On January 7, 1999, Footstar, Inc. ("Footstar" or the "Company") reported that
comparable store sales for the five-week period ended January 2, 1999 increased
3.0%. The Company's Meldisco division generated a comparable store sales gain of
6.7%, while Footaction posted a comparable store sales decline of 3.3%.
Footstar's total sales for the five-week period rose 6.5% to $229.7 million from
$215.6 million for the prior-year period. Meldisco's total sales increased 8.7%
to $144.5 million, and Footaction's total sales increased 2.9% to $85.2 million.
For the thirteen-week period ended January 2, 1999, Footstar's comparable store
sales declined 4.5%. Meldisco's comparable store sales decreased 1.6%, while
Footaction's comparable store sales decreased 10.8%. Footstar's total sales for
the thirteen-week period declined 1.2% to $492.9 million from $498.9 million for
the prior-year period.
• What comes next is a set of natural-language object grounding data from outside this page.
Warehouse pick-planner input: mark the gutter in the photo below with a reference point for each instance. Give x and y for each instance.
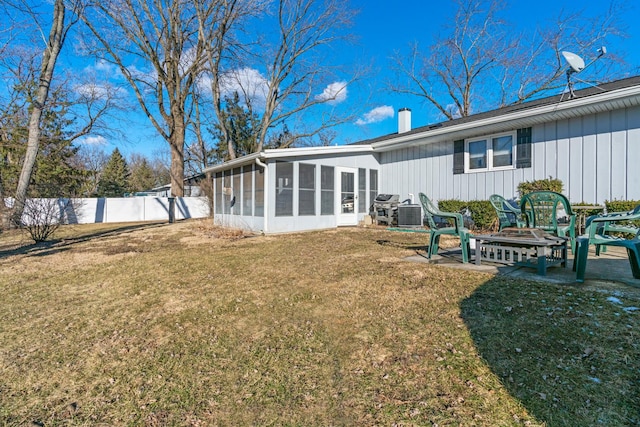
(632, 95)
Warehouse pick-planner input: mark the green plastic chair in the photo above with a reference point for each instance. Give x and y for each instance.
(541, 210)
(596, 234)
(458, 229)
(508, 215)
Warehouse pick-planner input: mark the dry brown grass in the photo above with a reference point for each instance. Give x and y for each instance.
(187, 324)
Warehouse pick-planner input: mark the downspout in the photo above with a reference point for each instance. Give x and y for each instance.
(265, 195)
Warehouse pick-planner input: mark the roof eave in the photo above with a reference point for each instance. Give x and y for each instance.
(283, 153)
(522, 118)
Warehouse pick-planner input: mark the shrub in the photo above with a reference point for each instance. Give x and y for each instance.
(482, 213)
(620, 205)
(548, 184)
(41, 218)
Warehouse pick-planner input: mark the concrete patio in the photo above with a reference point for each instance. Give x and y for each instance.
(610, 266)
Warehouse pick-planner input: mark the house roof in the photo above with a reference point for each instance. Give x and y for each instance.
(605, 97)
(279, 153)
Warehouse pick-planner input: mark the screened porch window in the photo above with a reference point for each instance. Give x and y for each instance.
(247, 190)
(236, 202)
(219, 192)
(259, 192)
(284, 189)
(373, 185)
(306, 189)
(362, 190)
(326, 190)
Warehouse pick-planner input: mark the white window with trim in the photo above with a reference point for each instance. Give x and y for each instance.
(493, 152)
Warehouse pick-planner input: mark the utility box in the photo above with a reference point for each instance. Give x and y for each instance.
(409, 216)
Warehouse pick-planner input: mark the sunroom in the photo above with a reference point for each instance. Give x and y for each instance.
(297, 189)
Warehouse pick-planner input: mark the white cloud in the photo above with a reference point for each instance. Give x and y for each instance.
(376, 115)
(94, 140)
(334, 93)
(248, 82)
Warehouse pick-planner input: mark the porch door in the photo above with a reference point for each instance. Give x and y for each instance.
(347, 201)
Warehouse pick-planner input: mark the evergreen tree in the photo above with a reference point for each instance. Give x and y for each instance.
(55, 173)
(114, 179)
(142, 174)
(240, 124)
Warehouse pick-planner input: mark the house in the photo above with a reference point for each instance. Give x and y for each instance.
(590, 141)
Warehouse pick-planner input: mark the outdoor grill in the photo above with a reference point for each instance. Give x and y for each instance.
(385, 208)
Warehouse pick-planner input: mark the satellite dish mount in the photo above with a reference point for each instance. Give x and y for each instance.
(577, 65)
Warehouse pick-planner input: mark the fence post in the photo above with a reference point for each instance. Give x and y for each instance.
(172, 210)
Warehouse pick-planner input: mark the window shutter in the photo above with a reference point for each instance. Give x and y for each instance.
(458, 156)
(523, 149)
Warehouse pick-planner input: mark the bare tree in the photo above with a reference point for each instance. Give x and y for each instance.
(482, 62)
(166, 38)
(53, 45)
(296, 77)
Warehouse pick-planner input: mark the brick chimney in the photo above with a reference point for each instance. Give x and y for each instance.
(404, 120)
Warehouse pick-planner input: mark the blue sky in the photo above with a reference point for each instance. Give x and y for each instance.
(380, 28)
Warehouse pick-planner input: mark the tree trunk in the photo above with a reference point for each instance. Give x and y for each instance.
(50, 56)
(176, 141)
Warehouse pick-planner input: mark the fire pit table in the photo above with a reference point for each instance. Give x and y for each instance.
(527, 247)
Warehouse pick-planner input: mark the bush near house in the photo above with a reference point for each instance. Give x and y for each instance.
(547, 184)
(620, 205)
(481, 211)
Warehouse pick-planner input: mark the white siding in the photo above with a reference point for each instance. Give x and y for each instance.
(595, 156)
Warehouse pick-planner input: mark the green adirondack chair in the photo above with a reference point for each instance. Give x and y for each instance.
(597, 234)
(457, 229)
(541, 210)
(508, 215)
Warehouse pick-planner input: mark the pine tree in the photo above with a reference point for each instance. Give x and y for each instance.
(114, 179)
(55, 172)
(142, 175)
(240, 125)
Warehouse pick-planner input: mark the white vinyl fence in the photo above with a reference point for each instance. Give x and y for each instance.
(117, 209)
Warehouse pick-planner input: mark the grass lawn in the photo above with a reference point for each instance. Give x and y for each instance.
(184, 324)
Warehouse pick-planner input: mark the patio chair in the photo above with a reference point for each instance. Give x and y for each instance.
(541, 210)
(614, 225)
(457, 229)
(508, 215)
(593, 236)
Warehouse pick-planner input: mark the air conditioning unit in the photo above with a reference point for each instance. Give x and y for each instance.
(409, 216)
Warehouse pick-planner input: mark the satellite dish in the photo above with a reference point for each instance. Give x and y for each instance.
(575, 62)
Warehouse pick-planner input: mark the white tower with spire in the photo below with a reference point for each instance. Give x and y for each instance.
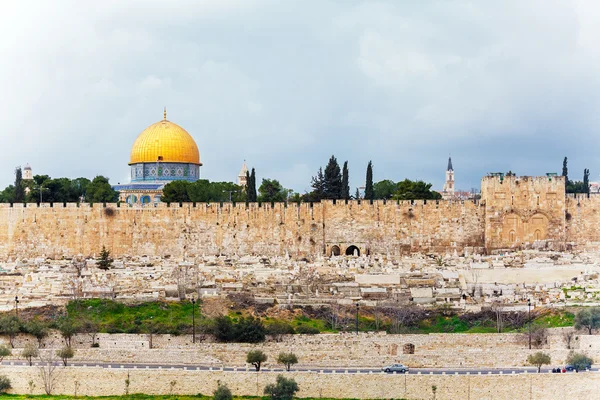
(448, 191)
(27, 173)
(242, 181)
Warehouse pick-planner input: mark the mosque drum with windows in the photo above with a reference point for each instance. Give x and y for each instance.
(162, 153)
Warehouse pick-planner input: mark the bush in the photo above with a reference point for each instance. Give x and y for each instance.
(65, 354)
(287, 359)
(4, 384)
(277, 329)
(538, 359)
(222, 393)
(579, 361)
(284, 389)
(4, 352)
(30, 351)
(256, 358)
(250, 330)
(307, 330)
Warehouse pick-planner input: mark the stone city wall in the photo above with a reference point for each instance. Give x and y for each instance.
(327, 350)
(514, 212)
(196, 229)
(98, 381)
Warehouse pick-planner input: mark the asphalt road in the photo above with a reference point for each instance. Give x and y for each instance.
(325, 370)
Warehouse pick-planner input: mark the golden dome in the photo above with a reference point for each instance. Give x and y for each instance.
(166, 142)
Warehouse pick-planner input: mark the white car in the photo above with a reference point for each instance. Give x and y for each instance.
(395, 368)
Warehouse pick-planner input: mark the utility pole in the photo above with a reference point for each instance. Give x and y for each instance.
(193, 320)
(529, 318)
(356, 318)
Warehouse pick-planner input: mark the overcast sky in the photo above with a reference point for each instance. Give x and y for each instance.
(499, 85)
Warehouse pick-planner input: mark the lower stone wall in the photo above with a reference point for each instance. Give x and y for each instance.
(328, 350)
(98, 381)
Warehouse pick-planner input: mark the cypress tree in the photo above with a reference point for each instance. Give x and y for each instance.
(248, 198)
(565, 170)
(318, 185)
(369, 194)
(345, 183)
(332, 185)
(253, 195)
(19, 195)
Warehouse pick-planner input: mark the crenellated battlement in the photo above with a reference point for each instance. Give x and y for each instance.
(514, 212)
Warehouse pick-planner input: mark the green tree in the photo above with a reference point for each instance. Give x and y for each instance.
(538, 359)
(277, 329)
(332, 184)
(318, 185)
(29, 351)
(415, 190)
(369, 194)
(7, 195)
(250, 330)
(222, 392)
(19, 193)
(284, 389)
(579, 361)
(68, 328)
(176, 192)
(253, 196)
(271, 191)
(37, 329)
(287, 359)
(588, 319)
(100, 191)
(384, 190)
(65, 354)
(104, 262)
(345, 182)
(256, 358)
(10, 326)
(4, 352)
(4, 384)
Meldisco's total sales increased 0.5% to $333.6 million
from $331.9 million for the prior-year period, while Footaction's total sales
decreased 4.6% to $159.4 million from $167.0 million for the prior-year period.
For the fifty-two week period ended January 2, 1999, Footstar's comparable store
sales declined 0.4%. Meldisco's comparable store sales decreased 0.5%, and
Footaction's comparable store sales decreased 0.1%. Footstar's total sales for
the fifty-two week period increased 3.3% to $1,829.1 million from $1,771.5
million for the prior year. Meldisco's total sales for the fifty-two week period
were flat at $1,174.8 million, while Footaction's total sales for the same
period increased 9.6% to $654.3 million from $597.2 million for the prior year.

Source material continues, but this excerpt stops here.